RRD is a proprietary Iomega development loosely based on current hard drive technology. Once completed, it is expected to have a native capacity of 35 GByte per cartridge.
Transfer speeds are up to seven times faster than digital tape methods, and with a maximum transfer rate of 22 MByte/s, the effective data throughput approaches 45 MByte/s with a 2:1 compression ratio.
Using an RRD backup architecture, and assuming normal data rates, backing up an average 20-GByte system takes approximately 10 minutes.
Internally the device creates a miniature “clean room” environment for the rotating disk, giving RRD systems the robustness of a sealed hard drive with the portability of a floppy disk or CD-ROM. Since data is accessed randomly via a disk arrangement—unlike tape drives where data access is sequential—information can be immediately written or retrieved from any location on the cartridge.
Users can store incremental changes, or copy and restore individual files just as simply.
RRD cartridges hold both a 2.5-inch (64-mm) rigid disk and an ultra-quiet fluid dynamic bearing motor. The motor is sealed inside the cartridge to eliminate the need for a spindle hole, a potential source of dust contamination. The drive itself, which fits a standard half height 3.5-inch (89-mm) drive slot, contains the read and write heads and associated drive electronics.
Iomega plans to position the removable drive to appeal to the server and desktop PC market, and development schedules suggest a product launch can be expected in early 2004.
The system is being designed to be compatible with popular backup and disaster recovery software and will appear to the host computer as a regular removable drive.
Home and business users will also be able to use an RRD cartridge as an emergency “boot and restore” disk, or store both operating system and data on the same disk to create an entire hard drive image.
Like many other removable drives, the relatively high capacity and inherent removable nature of a cartridge means the RRD drive offers potentially unlimited storage expandability.
Iomega claims the cartridges will be cheap and reliable enough to provide an alternative to filling the primary hard disk data.
Prototype cartridges are smaller than a deck of playing cards, have a rated life of over one million writes cycles and are capable of performing write verification at hard disk speeds.

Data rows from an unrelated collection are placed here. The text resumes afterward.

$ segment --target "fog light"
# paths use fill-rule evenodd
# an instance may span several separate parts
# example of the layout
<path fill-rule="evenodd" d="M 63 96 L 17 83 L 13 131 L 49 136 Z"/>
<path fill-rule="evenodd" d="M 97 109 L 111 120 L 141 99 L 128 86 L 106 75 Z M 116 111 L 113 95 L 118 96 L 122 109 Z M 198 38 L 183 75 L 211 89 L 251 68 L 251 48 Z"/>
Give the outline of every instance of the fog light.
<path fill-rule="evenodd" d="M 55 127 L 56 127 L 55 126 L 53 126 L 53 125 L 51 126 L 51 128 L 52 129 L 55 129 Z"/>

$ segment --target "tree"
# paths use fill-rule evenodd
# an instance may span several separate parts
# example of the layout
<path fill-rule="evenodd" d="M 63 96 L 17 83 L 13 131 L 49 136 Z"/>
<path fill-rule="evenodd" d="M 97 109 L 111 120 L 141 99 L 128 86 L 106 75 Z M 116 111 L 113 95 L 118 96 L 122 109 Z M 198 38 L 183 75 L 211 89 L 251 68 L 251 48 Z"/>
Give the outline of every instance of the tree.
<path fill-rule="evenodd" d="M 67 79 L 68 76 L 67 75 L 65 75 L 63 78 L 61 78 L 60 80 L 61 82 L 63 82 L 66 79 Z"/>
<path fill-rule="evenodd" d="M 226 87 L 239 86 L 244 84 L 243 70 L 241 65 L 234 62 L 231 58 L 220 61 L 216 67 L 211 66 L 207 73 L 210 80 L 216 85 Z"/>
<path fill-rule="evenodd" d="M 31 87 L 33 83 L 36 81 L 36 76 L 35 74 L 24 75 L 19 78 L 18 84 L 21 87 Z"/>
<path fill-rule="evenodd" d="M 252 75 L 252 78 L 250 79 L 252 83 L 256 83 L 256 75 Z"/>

Iomega is not the first to develop a disk-based removable drive, and the company may have a tough road remaining competitive with a proprietary device.
The iVDR (Information Versatile Disk for Removable usage) consortium, for example, which includes heavyweights Canon, Fujitsu, Hitachi, Phoenix Technologies, Pioneer, Sanyo, Sharp and JVC, are working to develop standards to ensure that removable hard drives can be swapped from one device to another.
A current iVDR disk can hold up to 80 GByte, but the consortium expects this to double by the first quarter of next year.